Geiger experimented with the unique capacities of the artist’s book, relying on photocopied images, transparent supports, and spiral bindings to tell stories that renegotiate established artistic genres and narratives. Her use of transparency suggests that women’s place in society is not fixed but rather malleable.
Fig. 10: Anna Bella Geiger, Diário (Diary), 1974. Collage and graphite on paper with spiral binding; overall (closed): 5 7/8 × 5 7/8 in. (15 × 15cm). Institute for Studies on Latin American Art (ISLAA), New York. © Anna Bella Geiger
In her 1974 book Diário (Diary), Geiger photocopied a worksheet designed for children learning to tell time. Leaving the clock face blank, she wrote in pencil above the diagram, “The time that the artist went to sleep” (fig. 10). This same image and accompanying text appear on six consecutive pages. If she wants to make art on top of her other responsibilities, sleep is what she must sacrifice. Wryly, she narrates the grim realities of her daily life. Perhaps these realities are not specific to women (as suggested by her use of the masculine form “o artista”). Perhaps this book is “simply the work of a Brazilian artist,” not a gendered commentary, as Geiger would have us believe. 24 But when viewed in combination with her other artist’s books from this period, Diário offers a succinct articulation of what it meant to be a woman, a mother, and an artist in Brazil under dictatorship. The oppressive weight of expectations and responsibilities, fears and anxieties, could not be separated from her art production.

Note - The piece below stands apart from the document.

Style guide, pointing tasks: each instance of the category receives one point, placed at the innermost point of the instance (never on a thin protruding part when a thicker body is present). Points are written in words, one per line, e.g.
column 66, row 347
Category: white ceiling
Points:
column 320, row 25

Yet, even amidst the burden of the “triple shift,” Geiger found a way to disrupt the status quo. She experimented with the unique capacities of the artist’s book, relying on photocopied images, transparent supports, and spiral bindings to tell stories that renegotiate established artistic genres and narratives. Her use of transparency suggests that women’s place in society is not fixed but rather malleable. Geiger’s artist’s books propose a series of subtle strategies that, whether consciously or not, could facilitate feminist intervention in 1970s Brazil.